Film review: Ennio: The Maestro a must-see for any self-respecting cinephile
Ennio: The Maestro
★★★★★
Ennio: The Maestro (G) can only be the title of a film about Ennio Morricone, who is arguably the greatest composer in the history of film.
A list of some of the films he has scored — from The Good, The Bad and The Ugly to The Mission, Once Upon a Time in America to Cinema Paradiso — is roughly as long as the number of luminaries who queue up here to pay their respects, among them Quincy Jones, Bernardo Bertolucci, Clint Eastwood, Sergio Leone, Bruce Springsteen and Pier Paolo Pasolini.
Written and directed by Giuseppe Tornatore, who has worked with Morricone on a number of occasions, this is a forensically detailed account of Morricone’s life in music, which begins by taking us all the way back to his first public performances as a trumpet player (standing in for his father, who had fallen ill) in a band entertaining American GIs during WWII.

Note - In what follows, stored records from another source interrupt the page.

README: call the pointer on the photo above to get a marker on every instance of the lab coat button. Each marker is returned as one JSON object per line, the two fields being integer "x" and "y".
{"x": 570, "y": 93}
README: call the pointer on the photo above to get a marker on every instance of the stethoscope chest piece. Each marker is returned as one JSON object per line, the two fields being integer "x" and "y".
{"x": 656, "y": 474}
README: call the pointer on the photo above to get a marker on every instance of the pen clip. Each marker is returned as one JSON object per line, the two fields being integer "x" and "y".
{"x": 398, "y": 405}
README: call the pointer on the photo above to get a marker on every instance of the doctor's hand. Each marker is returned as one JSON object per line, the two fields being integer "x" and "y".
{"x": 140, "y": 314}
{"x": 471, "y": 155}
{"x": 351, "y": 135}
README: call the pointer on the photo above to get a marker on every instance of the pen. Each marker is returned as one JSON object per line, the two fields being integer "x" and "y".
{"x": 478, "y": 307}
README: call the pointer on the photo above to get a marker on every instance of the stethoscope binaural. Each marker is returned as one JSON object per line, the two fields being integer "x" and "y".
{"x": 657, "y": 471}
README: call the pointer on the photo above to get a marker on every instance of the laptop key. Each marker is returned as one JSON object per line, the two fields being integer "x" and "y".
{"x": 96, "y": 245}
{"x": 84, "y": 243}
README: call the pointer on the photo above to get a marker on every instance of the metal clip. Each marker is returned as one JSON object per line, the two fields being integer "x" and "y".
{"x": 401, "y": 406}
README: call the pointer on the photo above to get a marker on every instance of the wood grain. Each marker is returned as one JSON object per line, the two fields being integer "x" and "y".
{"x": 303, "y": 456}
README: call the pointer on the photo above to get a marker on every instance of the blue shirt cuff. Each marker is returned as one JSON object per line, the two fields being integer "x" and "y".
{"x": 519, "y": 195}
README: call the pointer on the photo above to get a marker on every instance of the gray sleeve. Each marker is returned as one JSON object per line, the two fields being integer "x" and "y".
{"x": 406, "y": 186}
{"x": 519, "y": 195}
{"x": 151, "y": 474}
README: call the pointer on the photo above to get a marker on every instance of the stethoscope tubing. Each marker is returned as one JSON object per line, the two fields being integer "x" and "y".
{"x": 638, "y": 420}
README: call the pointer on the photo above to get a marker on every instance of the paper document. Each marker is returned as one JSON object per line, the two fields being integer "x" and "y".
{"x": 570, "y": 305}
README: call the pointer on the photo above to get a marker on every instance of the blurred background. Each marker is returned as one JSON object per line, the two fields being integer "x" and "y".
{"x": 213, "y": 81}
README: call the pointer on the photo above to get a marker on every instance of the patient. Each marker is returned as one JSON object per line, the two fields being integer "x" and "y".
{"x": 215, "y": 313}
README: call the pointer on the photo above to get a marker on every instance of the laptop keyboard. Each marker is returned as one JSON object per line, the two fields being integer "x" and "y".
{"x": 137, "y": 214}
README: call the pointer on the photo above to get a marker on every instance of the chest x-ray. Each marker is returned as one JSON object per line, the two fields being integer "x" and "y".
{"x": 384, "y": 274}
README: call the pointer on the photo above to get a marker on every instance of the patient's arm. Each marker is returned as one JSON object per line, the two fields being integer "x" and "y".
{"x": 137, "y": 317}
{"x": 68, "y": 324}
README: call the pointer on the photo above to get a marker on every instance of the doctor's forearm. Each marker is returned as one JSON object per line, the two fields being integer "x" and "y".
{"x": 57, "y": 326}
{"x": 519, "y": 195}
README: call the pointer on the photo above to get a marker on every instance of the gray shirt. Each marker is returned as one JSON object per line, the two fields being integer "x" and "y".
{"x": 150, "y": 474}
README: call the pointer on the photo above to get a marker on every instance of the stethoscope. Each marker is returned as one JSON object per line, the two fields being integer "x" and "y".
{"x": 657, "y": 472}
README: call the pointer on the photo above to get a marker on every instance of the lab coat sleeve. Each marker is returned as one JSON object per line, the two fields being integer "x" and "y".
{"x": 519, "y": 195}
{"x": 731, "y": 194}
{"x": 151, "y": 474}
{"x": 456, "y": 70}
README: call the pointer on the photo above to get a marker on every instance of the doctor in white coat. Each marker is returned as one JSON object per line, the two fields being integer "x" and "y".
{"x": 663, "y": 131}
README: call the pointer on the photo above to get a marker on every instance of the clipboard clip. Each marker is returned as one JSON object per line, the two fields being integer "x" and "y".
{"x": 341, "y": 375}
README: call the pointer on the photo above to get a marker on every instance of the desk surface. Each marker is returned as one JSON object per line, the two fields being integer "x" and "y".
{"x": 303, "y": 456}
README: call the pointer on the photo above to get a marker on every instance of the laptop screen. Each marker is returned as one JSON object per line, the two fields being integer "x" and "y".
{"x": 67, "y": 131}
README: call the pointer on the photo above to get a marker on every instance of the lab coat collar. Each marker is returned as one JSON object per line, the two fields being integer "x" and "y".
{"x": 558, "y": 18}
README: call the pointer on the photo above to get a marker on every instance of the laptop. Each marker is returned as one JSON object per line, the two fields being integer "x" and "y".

The seriousness of Morricone’s intent was clear from the beginning, however: a fascination with the counterpoint of Bach, and Bach’s Italian predecessor Girolamo Frescobaldi, led him to study music composition under Goffredo Petrassi, one of Italian music’s most influential composers. Wrestling with the conflict between art and commerce, Morricone pseudonymously debuted his film score talent in a number of Italian westerns (including the wonderfully titled Bullets Don’t Argue) — and the rest, as they say, is history
 An absolute must for any self-respecting cinephile, Ennio: The Maestro is simply superb.